CHP İstanbul İl Başkanlığı'na polisler eşliğinde giren ve gerilimi tırmandıran kayyum Gürsel Tekin, bugün akşam saatlerine doğru binadan ayrıldı.
Tekin, iktidara yakın kimliği ile bilinen TGRT Haber'de soruları yanıtladı.
Vazgeçmeyi düşünmediğini söyleyen Tekin, "Ben kabul etmesem, mahkeme 2. Baro ve yönetimini atayacaktı. Arkadaşlarımızın gönlü ikinci baro yönetiminin kayyum olarak atanmasına razı mı olacaktı? Ben buna izin vermem" diye konuştu.
"ÖZEL'İ KARŞILAYACAĞIM"
Yarın, CHP'nin kuruluş yıl dönümü etkinlikleri için İstanbul'a gelecek Genel Başkan Özgür Özel'i karşılamaya geleceğini söyleyen Tekin, "Önümüzdeki hafta Ankara'ya ziyaretim olacak. Kılıçdaroğlu ve Özel'i ziyaret etmek istiyorum. Tabii ki kendisi bizim genel başkanımız. Genel Başkan karşılanmaz mı? Özel'i karşılayacağım. Yarın Özgür Özel'i karşılayacağım" ifadelerini kullandı.
Tekin, CHP'nin kuruluş yıl dönümü sebebiyle Taksim'de Cumhuriyet Anıtı'na çelenk koyacağını ifade etti.
CHP İstanbul Başkanlığı'nın "baba ocağı" olduğunu söyleyen Tekin, "Benim yakinen bildiğim tanıdığım arkadaşlarım benimle ilgili söyledikleri şeylere ağzım açıkta kaldı. Dedim bunlar bonzai içmişler" açıklamasında bulundu.
Tekin, hükümet ile temasta olduğu iddialarını ise reddetti.
"GENEL BAŞKANIMIZIN ÇALIŞMA OFİSİ OLARAK DA DÜZENLEYEBİLİRİZ"
Gürsel Tekin, Ekol TV'de yaptığı açıklamada ise, İstanbul İl Başkanlığı'nın CHP Genel Başkanı Özgür Özel'in çalışma ofisi ilan edilmesine tepki gösterdi.

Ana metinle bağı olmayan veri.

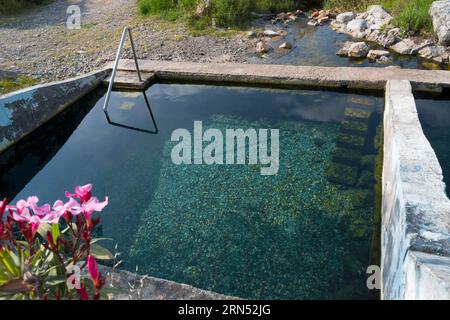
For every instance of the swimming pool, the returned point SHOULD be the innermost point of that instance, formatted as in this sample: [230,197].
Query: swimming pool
[304,233]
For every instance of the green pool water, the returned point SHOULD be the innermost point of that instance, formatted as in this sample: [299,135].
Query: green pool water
[304,233]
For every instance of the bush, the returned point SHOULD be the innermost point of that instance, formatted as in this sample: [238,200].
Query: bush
[225,13]
[409,15]
[43,249]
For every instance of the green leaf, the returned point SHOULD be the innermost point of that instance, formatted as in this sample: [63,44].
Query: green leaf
[8,262]
[55,233]
[100,239]
[100,253]
[55,280]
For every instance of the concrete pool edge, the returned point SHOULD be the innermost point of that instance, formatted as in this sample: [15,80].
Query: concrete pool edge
[25,110]
[132,286]
[415,259]
[293,76]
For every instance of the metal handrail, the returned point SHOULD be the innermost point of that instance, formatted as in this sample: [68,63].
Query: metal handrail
[116,64]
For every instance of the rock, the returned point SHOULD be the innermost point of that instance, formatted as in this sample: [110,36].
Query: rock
[440,13]
[357,25]
[286,45]
[251,34]
[384,60]
[392,37]
[271,33]
[376,15]
[261,47]
[432,52]
[344,50]
[410,46]
[202,8]
[358,50]
[376,54]
[323,19]
[345,17]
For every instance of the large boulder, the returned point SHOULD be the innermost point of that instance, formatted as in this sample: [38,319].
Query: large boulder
[440,13]
[377,16]
[358,50]
[345,17]
[357,25]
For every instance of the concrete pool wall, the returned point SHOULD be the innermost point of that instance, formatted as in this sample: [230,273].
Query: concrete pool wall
[24,111]
[415,212]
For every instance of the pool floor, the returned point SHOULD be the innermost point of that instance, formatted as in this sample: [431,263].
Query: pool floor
[304,233]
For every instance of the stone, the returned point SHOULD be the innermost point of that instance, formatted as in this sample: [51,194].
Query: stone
[261,47]
[440,13]
[358,50]
[376,15]
[271,33]
[391,38]
[251,34]
[350,141]
[410,46]
[286,45]
[376,54]
[357,25]
[431,52]
[384,60]
[202,8]
[344,50]
[345,17]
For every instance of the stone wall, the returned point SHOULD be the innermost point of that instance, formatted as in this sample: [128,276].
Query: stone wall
[23,111]
[415,235]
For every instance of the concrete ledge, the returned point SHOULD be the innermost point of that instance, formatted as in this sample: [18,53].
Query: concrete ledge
[285,75]
[415,208]
[23,111]
[135,287]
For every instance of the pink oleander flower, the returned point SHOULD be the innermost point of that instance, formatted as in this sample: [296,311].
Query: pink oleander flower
[75,208]
[81,192]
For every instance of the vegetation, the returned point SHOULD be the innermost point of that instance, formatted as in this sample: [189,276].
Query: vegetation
[15,6]
[44,249]
[10,84]
[409,15]
[222,13]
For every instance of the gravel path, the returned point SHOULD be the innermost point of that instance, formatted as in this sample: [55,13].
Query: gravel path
[40,45]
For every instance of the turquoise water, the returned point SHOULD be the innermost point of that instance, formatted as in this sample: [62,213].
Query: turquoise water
[301,234]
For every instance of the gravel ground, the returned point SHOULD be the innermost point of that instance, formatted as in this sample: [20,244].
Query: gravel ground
[39,44]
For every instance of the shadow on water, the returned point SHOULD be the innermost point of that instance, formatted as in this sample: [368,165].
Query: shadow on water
[303,233]
[23,160]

Tekin, "Hukuken mümkün değil, görevimiz bitince olabilir. Bunu ben söylemiyorum, avukatlar söyledi" dedi.
Tekin, konuşmasına şöyle devam etti:
"Biz burada sonuç itibariyle arkadaşlarımız, sevgili kardeşim Özgür Çelik de burada. Bir kısım arkadaşlarımız da var. Bu yine hepimize yeter. Burası baba ocağı. Yani biraz önce siz de ifade ettiniz Sayın Genel Başkanımız. Burayı bir çalışma ofisi olarak kullanmak istiyormuş. Çok da mutlu oluruz, çok da memnun oluruz. Yani yukarıdaki katları Sayın Genel Başkanımızın çalışma ofisi olarak da düzenleyebiliriz.

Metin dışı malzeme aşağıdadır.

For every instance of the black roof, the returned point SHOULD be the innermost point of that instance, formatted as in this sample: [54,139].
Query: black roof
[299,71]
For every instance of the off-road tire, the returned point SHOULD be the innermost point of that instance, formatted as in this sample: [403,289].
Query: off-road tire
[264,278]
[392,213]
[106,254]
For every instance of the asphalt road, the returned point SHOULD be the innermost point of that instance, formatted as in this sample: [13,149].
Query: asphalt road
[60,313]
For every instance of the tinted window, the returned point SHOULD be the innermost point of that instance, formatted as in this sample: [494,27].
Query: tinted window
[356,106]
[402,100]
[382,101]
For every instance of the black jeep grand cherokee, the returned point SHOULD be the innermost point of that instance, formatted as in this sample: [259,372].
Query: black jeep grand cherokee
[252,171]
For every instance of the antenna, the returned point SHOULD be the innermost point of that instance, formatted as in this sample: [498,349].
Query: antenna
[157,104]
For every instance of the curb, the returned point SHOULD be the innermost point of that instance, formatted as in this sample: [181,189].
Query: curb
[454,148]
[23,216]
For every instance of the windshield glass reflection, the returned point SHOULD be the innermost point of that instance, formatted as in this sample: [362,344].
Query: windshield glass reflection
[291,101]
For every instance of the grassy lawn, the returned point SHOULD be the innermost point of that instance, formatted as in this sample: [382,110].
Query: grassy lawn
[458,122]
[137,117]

Ama bizim burada kalıcı bir durumumuz yok. Biz bir an önce Cumhuriyet Halk Partisi'nin üstüne dökülmüş. Adı ne olursa olsun taraflar haklıydı haksızlığı şuydu buydu ama Cumhuriyet Halk Partisi savaş meydanlarında kurulmuş bir siyasi partinin adliye koridorlarında konuşulması bir uzun süreli partide görev yapmış bir insan olarak benim hazmedebileceğim bir işlemdir."